Conseillère voyage à Montréal · Mis à jour le 14 août 2026

Prenez une croisière si vous voulez voir plusieurs endroits sans défaire vos valises plus d'une fois, et si l'idée que le navire fasse partie des vacances vous plaît. Prenez un tout-inclus si vous voulez une plage, une chambre et un prix que vous avez déjà fini de payer. La vraie différence, c'est le rythme, pas le prix — et l'argent fonctionne si différemment entre les deux que comparer les deux montants affichés ne vous apprend à peu près rien.

La réponse en 20 secondes

  • Vous voulez décrocher complètement et ne rien décider : le tout-inclus.
  • Vous voulez voir quatre endroits en une semaine sans quatre hôtels : la croisière.
  • Vous voulez un prix fixe sans facture à la fin : le tout-inclus, nettement.
  • Vous tournez en rond sur une plage dès le troisième jour : la croisière.
  • Avec un tout-petit : le tout-inclus — une chambre où se replier et aucun horaire d'embarquement.
  • Avec des adolescents ou en groupe multigénérationnel : la croisière, généralement.
  • Vous avez le mal des transports : le tout-inclus, ou un grand navire moderne sur un itinéraire calme.
  • Départ de Montréal en février : le tout-inclus a les vols directs; la croisière exige de rejoindre un port d'embarquement.
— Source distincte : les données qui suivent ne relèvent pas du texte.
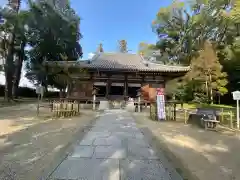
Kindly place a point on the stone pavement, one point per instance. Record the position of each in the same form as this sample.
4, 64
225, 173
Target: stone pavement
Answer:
114, 149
À quoi ressemble une journée

C'est ce qui détermine si vous aimerez vos vacances, et c'est rarement ce qu'on compare.

Au tout-inclus, la journée n'a aucune structure sauf celle que vous lui donnez. Vous vous levez quand vous vous levez, la plage et la piscine sont à trente secondes, le dîner arrive quand il arrive, et rien n'a d'heure de départ. C'est soit profondément reposant, soit légèrement exaspérant — et ce que c'est en dit plus long sur vous que sur le complexe.

En croisière, la journée a une forme imposée. Le navire arrive quelque part le matin et repart en fin d'après-midi : une journée d'escale se vit à l'horloge, et l'horloge est plus courte qu'on l'imagine — souvent huit ou neuf heures entre l'accostage et le rappel à bord, moins le temps de débarquer. Les journées en mer, elles, ressemblent à un complexe. Une semaine qui alterne les deux convient à qui aime un rythme et frustre qui voulait ne rien faire.

La formulation honnête : une croisière est un voyage avec itinéraire. Un tout-inclus est un voyage sans itinéraire. Ni l'un ni l'autre n'est meilleur, et la plupart des gens savent d'instinct ce qu'ils veulent quand on le pose ainsi.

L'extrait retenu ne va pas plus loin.